We are structuring the Reverse Stock Split in an effort to obtain the following consequences:

 

  the Reverse Stock Split will qualify as a recapitalization under section 368(a)(1)(E) of the Code for U.S. federal income tax purposes;
     
  stockholders should not recognize any gain or loss as a result of the Reverse Stock Split;
     
  the aggregate basis of a stockholder’s Old Shares will become the aggregate basis of the New Shares held by such stockholder immediately after the Reverse Stock Split; and
     
  the holding period of the New Shares will include the stockholder’s holding period for the Old Shares.

 

 
 

 

The above discussion is not intended or written to be used, and cannot be used by any person, for the purpose of avoiding U.S. federal tax penalties. It was written solely in connection with the proposed Reverse Stock Split of our Common Stock.

 

Regulatory Effects. The Class A Common Stock is currently registered under Section 12(g) of the Exchange Act, and the Company is subject to the periodic reporting and other requirements of the Exchange Act. The proposed Reverse Stock Split would not affect the registration of the Class A Common Stock under the Exchange Act or the Company’s obligation to publicly file financial and other information with the Securities and Exchange Commission. If the proposed Reverse Stock Split were implemented, the Class A Common Stock would continue to trade on the OTC Pink Marketplace under the symbol “BDGY,” assuming the Company maintains compliance with its listing requirements; however, the Company would be required to obtain a new CUSIP number associated with post-Reverse Stock Split shares of Class A Common Stock. .

 

No Going Private Transaction. Notwithstanding the decrease in the number of outstanding shares of Common Stock following the proposed Reverse Stock Split, the Board does not intend for this transaction to be the first step in a series of plans or proposals of a “going private transaction” within the meaning of Rule 13e-3 of the Exchange Act.

 

The Proposed Reverse Stock Split May Decrease the Liquidity of the Class A Common Stock. The liquidity of the Class A Common Stock may be harmed by the proposed Reverse Stock Split given the reduced number of shares of Class A Common Stock that would be outstanding after the Reverse Stock Split, particularly if the stock price does not increase as a result of the Reverse Stock Split.

 

FINRA Approval

 

Our Class A Common Stock is currently quoted on the OTC Pink tier of the over -the-counter market operated by OTC Markets Group, Inc. Accordingly, the Reverse Stock Split will require approval by FINRA pursuant to Rule 10b-17 under the Exchange Act in order for it to be recognized for trading purposes.
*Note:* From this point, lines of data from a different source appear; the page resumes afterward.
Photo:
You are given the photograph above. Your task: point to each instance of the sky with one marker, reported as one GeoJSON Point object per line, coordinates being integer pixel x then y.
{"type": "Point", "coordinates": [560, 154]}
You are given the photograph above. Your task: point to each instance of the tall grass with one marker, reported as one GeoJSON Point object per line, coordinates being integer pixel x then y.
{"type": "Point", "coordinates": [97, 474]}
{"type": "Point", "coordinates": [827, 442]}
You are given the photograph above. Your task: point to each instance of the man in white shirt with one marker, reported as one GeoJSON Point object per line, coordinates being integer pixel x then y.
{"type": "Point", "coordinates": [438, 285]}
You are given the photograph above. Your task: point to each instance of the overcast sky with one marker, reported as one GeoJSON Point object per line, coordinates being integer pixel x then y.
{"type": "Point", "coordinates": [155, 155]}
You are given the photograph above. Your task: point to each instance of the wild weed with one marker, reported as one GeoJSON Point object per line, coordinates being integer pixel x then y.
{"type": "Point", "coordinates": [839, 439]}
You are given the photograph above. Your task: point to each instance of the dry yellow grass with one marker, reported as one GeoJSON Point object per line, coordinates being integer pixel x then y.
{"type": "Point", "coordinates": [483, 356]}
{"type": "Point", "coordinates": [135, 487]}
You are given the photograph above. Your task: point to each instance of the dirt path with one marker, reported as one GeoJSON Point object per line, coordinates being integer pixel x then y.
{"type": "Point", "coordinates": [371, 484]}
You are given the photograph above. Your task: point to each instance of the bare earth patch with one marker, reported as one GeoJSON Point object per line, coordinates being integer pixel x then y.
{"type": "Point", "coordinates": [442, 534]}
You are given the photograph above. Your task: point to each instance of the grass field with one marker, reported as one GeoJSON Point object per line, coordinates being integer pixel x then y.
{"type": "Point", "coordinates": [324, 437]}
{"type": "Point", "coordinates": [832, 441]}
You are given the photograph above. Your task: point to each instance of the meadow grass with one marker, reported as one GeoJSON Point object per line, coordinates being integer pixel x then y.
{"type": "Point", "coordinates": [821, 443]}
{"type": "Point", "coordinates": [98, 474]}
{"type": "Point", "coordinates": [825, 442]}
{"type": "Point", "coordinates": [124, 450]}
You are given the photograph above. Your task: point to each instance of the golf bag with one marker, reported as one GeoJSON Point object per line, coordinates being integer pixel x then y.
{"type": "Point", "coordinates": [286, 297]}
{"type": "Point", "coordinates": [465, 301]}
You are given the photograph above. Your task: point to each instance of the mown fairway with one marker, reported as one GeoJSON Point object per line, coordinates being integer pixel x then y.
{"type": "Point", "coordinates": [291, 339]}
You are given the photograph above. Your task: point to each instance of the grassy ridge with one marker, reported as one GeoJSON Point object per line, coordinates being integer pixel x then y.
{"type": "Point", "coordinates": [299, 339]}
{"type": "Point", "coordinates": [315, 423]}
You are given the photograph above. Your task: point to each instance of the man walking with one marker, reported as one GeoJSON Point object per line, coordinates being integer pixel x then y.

Accordingly, the Reverse Stock Split, if implemented will not be made effective until we receive FINRA’s approval.

 

INTEREST OF CERTAIN PERSONS IN THE AMENDMENTS

 

No director, executive officer, associate of any director or executive officer or any other person has any substantial interest, direct or indirect, by security holdings or otherwise, in the Amendments which is not shared by all other stockholders of the Company.

 

AVAILABLE INFORMATION

 

We are subject to the information and reporting requirements of the Exchange Act and in accordance with the Exchange Act we file periodic reports, documents and other information with the SEC. Such reports. documents and other information may be viewed at the Internet site maintained by the SEC at www.sec.gov.

 

STOCKHOLDERS SHARING AN ADDRESS

 

The Company will deliver only one Information Statement to multiple stockholders sharing an address unless the Company has received contrary instructions from one or more of the stockholders. The Company undertakes to deliver promptly, upon written or oral request, a separate copy of the Information Statement to a stockholder at a shared address to which a single copy of the Information Statement is delivered. A stockholder can notify the Company that the stockholder wishes to receive a separate copy of the Information Statement by contacting the Company at the telephone number or address set forth above.